October 11, 2017 / 7:09 PM / a year ago

Dassault CEO not yet considering alternative engine suppliers

FILE PHOTO: Eric Trappier, Dassault Aviation CEO, poses for pictures in front of an Dassault Rafale C fighter during the 51st Paris Air Show at Le Bourget airport near Paris, June 15, 2015. REUTERS/Pascal Rossignol

LAS VEGAS (Reuters) - Dassault Aviation (AVMD.PA) Chief Executive Eric Trappier said he wants to hear how aerospace group Safran SA (SAF.PA) will tackle engine development issues that have delayed the French planemaker’s latest business jet before considering alternative suppliers.

“For the moment we are waiting to see whether Safran are able to tell us how they will try to minimize the impact,” he told Reuters.

Dassault is keeping its options open for the new long-range Falcon 5X business jet, Trappier said on the sidelines of a company event in Las Vegas during the National Business Aviation Association’s (NBAA) flagship gathering this week.

Safran was not immediately available for comment.

Earlier this week, Trappier said that the business jet, which had already been delayed to 2020, would have to be postponed again, after Safran informed Dassault of performance issues with the high-pressure compressor.

Trappier said Dassault has an execution contract with Safran over the new Silvercrest engine used to power the long-range jets, but he declined to say whether the French planemaker would receive compensation for the delays because such talks are confidential.

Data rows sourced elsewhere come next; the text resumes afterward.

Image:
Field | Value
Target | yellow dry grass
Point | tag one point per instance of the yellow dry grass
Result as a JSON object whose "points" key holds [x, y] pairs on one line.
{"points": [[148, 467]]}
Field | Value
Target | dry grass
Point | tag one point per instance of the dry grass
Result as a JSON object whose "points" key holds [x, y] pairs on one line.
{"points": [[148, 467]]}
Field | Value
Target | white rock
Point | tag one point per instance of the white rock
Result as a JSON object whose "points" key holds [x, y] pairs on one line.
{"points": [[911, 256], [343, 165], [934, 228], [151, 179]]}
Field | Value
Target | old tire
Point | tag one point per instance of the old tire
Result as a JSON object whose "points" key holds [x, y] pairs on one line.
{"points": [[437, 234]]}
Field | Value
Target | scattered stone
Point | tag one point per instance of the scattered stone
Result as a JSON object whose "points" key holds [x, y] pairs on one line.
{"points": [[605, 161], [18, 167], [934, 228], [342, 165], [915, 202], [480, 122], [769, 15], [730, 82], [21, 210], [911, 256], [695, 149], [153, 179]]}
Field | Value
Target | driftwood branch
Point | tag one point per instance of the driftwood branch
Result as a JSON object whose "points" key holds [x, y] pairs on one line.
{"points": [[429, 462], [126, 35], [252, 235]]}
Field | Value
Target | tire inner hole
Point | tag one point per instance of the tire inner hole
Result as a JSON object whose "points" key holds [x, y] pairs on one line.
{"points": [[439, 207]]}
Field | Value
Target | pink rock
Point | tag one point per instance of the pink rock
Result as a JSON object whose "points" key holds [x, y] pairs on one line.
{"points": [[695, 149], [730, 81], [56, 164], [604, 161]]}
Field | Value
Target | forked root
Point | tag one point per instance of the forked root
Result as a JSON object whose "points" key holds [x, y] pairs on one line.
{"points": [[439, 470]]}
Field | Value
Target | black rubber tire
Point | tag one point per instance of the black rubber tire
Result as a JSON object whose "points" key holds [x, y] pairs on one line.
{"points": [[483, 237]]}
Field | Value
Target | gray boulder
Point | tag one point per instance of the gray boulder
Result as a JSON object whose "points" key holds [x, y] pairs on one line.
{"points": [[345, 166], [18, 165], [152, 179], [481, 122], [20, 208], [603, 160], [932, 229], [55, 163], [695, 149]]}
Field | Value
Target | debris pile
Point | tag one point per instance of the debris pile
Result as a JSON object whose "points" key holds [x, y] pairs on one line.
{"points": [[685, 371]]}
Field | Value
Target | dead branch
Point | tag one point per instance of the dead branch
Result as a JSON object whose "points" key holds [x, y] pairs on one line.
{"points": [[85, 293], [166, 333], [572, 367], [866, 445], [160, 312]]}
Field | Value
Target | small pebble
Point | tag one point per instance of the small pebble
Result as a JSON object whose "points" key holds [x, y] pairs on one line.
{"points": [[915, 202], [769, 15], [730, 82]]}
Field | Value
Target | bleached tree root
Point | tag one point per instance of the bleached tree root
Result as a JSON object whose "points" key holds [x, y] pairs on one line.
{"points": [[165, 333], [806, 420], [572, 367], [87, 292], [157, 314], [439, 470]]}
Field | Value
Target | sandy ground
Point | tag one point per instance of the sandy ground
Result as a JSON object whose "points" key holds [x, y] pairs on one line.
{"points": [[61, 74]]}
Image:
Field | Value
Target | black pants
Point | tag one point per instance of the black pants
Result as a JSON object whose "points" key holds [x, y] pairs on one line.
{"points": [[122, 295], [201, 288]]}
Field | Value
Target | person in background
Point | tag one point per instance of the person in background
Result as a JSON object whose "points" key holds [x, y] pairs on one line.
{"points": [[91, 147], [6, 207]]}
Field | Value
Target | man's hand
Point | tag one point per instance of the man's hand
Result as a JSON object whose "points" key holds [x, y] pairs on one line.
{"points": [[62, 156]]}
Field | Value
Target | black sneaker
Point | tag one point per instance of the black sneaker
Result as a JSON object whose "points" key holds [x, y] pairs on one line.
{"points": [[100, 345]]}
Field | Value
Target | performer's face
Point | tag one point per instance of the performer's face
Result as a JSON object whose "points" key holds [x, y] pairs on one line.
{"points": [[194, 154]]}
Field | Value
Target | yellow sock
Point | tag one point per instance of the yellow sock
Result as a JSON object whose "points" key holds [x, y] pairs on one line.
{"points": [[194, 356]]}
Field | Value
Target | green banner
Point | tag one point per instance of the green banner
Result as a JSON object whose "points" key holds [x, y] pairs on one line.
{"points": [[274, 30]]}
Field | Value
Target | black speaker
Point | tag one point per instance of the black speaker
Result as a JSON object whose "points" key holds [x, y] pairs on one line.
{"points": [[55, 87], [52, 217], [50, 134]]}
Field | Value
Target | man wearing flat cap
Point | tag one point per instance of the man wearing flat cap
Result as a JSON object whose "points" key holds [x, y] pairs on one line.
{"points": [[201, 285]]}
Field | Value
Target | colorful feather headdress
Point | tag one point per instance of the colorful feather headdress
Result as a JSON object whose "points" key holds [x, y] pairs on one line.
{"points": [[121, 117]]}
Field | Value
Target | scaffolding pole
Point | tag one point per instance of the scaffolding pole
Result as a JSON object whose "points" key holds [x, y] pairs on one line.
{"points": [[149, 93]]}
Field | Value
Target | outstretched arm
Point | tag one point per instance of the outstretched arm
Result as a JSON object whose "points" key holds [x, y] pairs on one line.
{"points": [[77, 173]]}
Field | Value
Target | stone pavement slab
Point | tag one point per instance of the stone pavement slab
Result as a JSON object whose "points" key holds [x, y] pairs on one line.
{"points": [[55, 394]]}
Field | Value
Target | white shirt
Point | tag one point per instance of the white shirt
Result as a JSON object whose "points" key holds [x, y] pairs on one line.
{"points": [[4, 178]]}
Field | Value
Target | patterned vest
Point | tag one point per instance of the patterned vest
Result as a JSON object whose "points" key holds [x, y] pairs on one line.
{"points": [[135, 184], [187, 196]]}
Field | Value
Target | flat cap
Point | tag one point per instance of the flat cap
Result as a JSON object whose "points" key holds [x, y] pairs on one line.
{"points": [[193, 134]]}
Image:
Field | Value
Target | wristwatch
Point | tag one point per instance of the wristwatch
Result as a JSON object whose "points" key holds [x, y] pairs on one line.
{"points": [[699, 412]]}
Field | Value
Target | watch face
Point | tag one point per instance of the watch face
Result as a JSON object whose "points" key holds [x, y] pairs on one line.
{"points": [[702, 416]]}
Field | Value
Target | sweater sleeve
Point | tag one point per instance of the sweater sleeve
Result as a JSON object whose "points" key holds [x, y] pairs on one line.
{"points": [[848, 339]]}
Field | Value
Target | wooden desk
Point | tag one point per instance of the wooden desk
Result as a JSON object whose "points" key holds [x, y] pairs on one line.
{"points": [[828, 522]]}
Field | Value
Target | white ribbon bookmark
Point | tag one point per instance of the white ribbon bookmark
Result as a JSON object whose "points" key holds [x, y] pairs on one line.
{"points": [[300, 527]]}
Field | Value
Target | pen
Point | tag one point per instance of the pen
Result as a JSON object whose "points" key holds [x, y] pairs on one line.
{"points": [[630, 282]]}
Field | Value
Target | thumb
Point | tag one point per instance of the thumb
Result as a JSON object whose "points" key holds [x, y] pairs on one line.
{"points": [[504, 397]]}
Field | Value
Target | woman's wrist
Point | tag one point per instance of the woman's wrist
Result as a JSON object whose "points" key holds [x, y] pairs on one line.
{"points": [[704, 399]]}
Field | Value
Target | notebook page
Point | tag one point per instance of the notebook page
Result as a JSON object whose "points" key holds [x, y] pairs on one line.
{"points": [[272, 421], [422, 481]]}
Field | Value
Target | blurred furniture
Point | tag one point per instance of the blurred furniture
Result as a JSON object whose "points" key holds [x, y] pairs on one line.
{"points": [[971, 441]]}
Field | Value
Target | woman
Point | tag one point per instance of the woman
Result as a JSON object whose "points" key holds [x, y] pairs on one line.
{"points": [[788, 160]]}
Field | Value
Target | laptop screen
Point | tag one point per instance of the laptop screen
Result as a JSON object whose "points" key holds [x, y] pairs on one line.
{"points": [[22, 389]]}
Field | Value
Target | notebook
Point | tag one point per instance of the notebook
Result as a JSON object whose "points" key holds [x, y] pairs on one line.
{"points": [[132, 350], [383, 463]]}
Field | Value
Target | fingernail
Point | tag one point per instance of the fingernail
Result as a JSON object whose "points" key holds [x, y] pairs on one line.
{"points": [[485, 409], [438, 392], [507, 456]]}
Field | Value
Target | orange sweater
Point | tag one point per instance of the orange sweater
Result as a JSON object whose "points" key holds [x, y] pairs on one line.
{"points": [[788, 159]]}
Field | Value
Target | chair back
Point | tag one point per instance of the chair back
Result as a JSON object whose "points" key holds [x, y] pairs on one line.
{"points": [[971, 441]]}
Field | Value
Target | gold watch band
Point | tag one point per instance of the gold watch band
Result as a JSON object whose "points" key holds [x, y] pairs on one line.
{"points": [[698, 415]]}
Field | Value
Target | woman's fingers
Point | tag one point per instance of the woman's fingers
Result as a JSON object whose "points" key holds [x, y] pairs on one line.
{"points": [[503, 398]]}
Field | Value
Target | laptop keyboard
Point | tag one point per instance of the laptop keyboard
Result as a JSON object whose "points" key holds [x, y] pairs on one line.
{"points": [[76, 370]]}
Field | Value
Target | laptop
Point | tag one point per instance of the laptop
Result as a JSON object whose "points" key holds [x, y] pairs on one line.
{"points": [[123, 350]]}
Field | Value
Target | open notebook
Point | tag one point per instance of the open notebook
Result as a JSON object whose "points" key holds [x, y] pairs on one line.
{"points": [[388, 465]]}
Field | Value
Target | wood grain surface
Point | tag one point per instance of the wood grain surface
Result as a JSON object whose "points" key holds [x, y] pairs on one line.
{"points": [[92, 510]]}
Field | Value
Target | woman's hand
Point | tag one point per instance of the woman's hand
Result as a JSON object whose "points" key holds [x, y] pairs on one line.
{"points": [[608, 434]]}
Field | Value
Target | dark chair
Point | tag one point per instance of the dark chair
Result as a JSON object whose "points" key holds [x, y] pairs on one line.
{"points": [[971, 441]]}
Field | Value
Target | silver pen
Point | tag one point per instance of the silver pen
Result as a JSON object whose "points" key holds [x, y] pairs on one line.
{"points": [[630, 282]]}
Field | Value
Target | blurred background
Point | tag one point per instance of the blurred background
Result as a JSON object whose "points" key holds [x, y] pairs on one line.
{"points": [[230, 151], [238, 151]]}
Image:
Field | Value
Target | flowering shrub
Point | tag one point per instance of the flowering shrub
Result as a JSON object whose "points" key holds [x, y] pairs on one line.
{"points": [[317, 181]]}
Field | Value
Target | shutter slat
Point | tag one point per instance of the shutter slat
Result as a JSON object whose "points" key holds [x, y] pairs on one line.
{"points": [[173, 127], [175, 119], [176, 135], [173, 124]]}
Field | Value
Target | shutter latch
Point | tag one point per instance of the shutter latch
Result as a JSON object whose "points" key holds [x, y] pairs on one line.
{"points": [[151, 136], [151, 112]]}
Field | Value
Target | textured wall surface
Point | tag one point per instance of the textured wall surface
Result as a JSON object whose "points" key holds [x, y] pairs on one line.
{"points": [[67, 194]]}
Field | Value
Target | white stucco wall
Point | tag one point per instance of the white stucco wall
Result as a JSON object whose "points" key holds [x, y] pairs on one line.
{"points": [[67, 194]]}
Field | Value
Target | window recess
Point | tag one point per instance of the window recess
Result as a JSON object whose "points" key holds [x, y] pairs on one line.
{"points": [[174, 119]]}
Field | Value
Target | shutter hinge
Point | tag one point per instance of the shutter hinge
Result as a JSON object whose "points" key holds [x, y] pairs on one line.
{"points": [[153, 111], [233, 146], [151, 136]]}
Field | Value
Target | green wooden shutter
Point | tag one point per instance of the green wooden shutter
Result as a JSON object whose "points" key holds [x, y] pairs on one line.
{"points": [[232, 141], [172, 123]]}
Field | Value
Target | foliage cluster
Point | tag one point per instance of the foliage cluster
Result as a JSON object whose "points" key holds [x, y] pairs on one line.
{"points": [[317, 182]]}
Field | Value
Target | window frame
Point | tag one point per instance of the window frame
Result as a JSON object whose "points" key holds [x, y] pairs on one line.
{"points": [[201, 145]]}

Trappier also said he viewed the possibility of selling Dassault’s Rafale fighter jets to the Canadian government as an opportunity for “strong cooperation” between Canada and France. The Rafale could be partly built in Canada, he said.

Earlier this year, Canada froze talks on the planned purchase of 18 F-18 Super Hornet jets from Boeing Co (BA.N) for more than $5 billion, after the company launched a trade challenge accusing Montreal-based Bombardier Inc (BBDb.TO) of dumping its new CSeries airliners into the U.S. market.

Canada needs the 18 jets to act as a stopgap measure until it is able run an open competition to replace its veteran CF-18 fighters, a process that could take five years. The CF-18 is the Canadian version of the F-18 Hornet, a design that is 40 years old.